Welcome to the fourth issue of EFS19’s Dev Diaries. Today we’re focusing on the processes involved in creating our characters. Because what you see on your cards is just the tip of the iceberg! In reality, designing a character card requires aligning numerous characteristics – the character’s ability, traits, and story – with the SCP lore. The following description is by Anna, who has been working on the EFS19 team for many years and has been involved in the creative process of every character card to date.
“I try to create sympathy for my characters, then turn the monsters loose.”
This quote is from Stephen King, but it could very well have been the motto of our Dev team while working on the 26 characters included in Escape from Site 19. And it is true that good characters are at the core of every good book or movie. It is they who live the story that unfolds before the reader’s eyes, and if written well enough, they can feel like friends from faraway lands on endless adventures.
Of course, the characters in games are even more important. The players become them and experience the game world through them, and influence every action and decision with their specific views, opinions, and experiences. Therefore, it was clear from the beginning that, if Escape from Site 19 was to be a roleplaying game, it would need to have good characters. Characters with compelling backstories and useful abilities, but also with enough ambiguity that the players may mold them to their own wishes.
When we started working on the characters, it was already clear that Escape from Site 19 would be a cooperative game. With that in mind, we started brainstorming how to actually define a character. Should all of them be Foundation employees? D-class? Researchers or security guards? What would their distinguishing features be? Or, to put it another way, why would the players want to play as them? The Foundation’s role as the major faction on Site 19 was very clear. But if we could come up with a way to bring others onto Site 19, it would create a more diverse experience for the players. Maybe also a bit of tension, since some of the factions are hostile to each other. And so we started thinking about which factions we wanted to include, because we knew we couldn’t manage all of them. In short, the first thing we needed to have for any given character was a reason for their presence at Site 19.
And then there were the abilities. We wanted each character to have a different set of abilities to promote replayability and teamwork synergies. So each of the 26 characters has a positive trait and a negative trait. The traits are balanced pretty evenly, and apply at all times.
Next came the Special Ability, which has to be activated and paid for with game tokens (“Authorization Keys”). This was supposed to be the masterpiece, the secret weapon… except it wasn’t. In the early tests, we discovered our test players didn’t put that much stock by the Special Ability, though that also may have been because they rarely accumulated enough Authorization Keys before losing the game. They did, however, notice some very interesting synergies between various characters’ traits. This led to numerous interactions between personas that would never communicate with other under normal circumstances: Dr. Wondertainment conversing with a Foundation agent while a Serpent’s Hand shaman yells at some poor guy from the Alexylva University. Those interactions were amusing, yes, but at that moment, our characters ceased to be two-dimensional cardboard cutouts. In these interactions, the players brought them to life.

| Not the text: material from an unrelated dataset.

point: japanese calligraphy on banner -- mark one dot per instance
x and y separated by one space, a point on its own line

On the less lyrical side of game development, I could talk for hours about play tests, balancing the characters individually and together, making sure that no special ability was too godlike, and that they were neither too cheap nor too expensive. I could also talk for hours about the concept of the Saboteur and carefully narrowing down his paths towards victory. Creating a good character takes a lot of hard work and leads to a lot of frustration, and there are many occasions where you’re sent back to square one because a betatester has uncovered an obstacle or combination that you haven’t thought of. One example of this was the issues we had with testing the impact of the traits and abilities on our various SCP-0001 cards. We simply couldn’t get enough testing to cover all scenarios, because our test players kept losing the game before getting to the SCP-0001 square. Oh, we were so bummed!
Creating a good character is, to some extent, magic. But the rest of the creative process is a lot of thinking and careful balancing. Not only the traits and abilities, but also the story of each character. We want the players to immerse themselves in the characters we have created, so they need to have enough backstory to get the role play going, while also having space to grow. This will allow each player to insert themselves, their own goals and fears, ambitions, and experiences.
Actually, scratch the last statement. Creating a good character is definitely magic, and the spell becomes more powerful with each successful playthrough of our game!